Medal of Honor · War on Terrorism

Dakota Louis Meyer

Sergeant, U.S. Marine Corps

Date of Action
September 8, 2009
Location
Ganjgal Valley, Kunar Province, Afghanistan
Medal Presented
September 15, 2011

Values Embodied

  • Courage
  • Commitment
  • Sacrifice

Official Citation

This citation is paraphrased from public-domain histories and is pending verbatim verification against the Congressional Medal of Honor Society archive.

For conspicuous gallantry and intrepidity at the risk of his life above and beyond the call of duty while serving with Marine Embedded Training Team 2-8, Regional Corps Advisory Command 3-7, in Kunar Province, Afghanistan, on 8 September 2009. When the forward element of his combat team began to be hit by intense fire from roughly 50 Taliban insurgents dug-in and concealed on the slopes above Ganjgal village, Corporal Meyer mounted a gun-truck, enlisted a fellow Marine to drive, and raced to attack the ambushers and aid the trapped Marines and Afghan soldiers. During a six-hour fire fight, Corporal Meyer single-handedly turned the tide of the battle, saved 36 Marines and soldiers, and recovered the bodies of his fallen brothers.

Biography

Before the War

Dakota Louis Meyer was born June 26, 1988, in Greensburg, Kentucky, and raised in nearby Columbia — a cattle-farming town of about 4,000 people in the knobs of south-central Kentucky. He was raised largely by his grandparents on the family farm. He was a wrestler and football player at Green County High School and had been offered a college baseball scholarship when he enlisted in the Marine Corps in 2006, at the age of seventeen. He trained as a sniper and a scout. By 2009 he was on his second deployment, this one to the mountainous Korangal and Ganjgal valleys of Kunar Province, along the Pakistan border.

The Action

Before dawn on September 8, 2009, a joint patrol of four U.S. Marines and a Navy corpsman — advisers to an Afghan National Army unit — moved on foot into the village of Ganjgal for a shura with village elders. It was a trap. Roughly 50 Taliban fighters in prepared positions on the surrounding ridgelines opened fire from three sides. The patrol was pinned in a terraced creek bed under coordinated machine-gun and RPG fire.
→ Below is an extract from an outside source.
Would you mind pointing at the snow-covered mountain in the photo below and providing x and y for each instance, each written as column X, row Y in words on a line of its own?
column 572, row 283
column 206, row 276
Corporal Meyer was at a rally point three-quarters of a mile back, assigned as a rear-guard gunner. His four requests to move forward and link up with his trapped team were denied by higher command because calling in air and artillery support too close to the village had been restricted. He and his driver, Staff Sergeant Juan Rodriguez Chavez, went anyway. They mounted a Humvee with a .50 caliber machine gun and drove into the kill zone.

They went in five times. On each run, Meyer climbed from behind the armor to man the turret, exposed to enemy fire from three sides, so he could return fire and provide cover. He took shrapnel in his arm, stayed in the truck, evacuated dozens of wounded Afghan soldiers, and on the fifth run — now on foot, under fire, accompanied by a handful of Marines and Army soldiers he had gathered along the way — he found the bodies of his four missing team members. Gunnery Sergeant Edwin Johnson. First Lieutenant Michael Johnson. Staff Sergeant Aaron Kenefick. Corpsman James Layton. He carried them out.

Meyer blamed himself for the rest of his life for the fact that he had not reached them in time to save them alive. He told the president, when President Obama awarded him the Medal of Honor on September 15, 2011, that he did not feel he deserved it.

After the War

Meyer left active duty in 2010 as a sergeant. He wrote a memoir, Into the Fire, with correspondent Bing West, and has spent much of his life since advocating for veterans and first responders. He is the first living Marine to receive the Medal of Honor since the Vietnam War.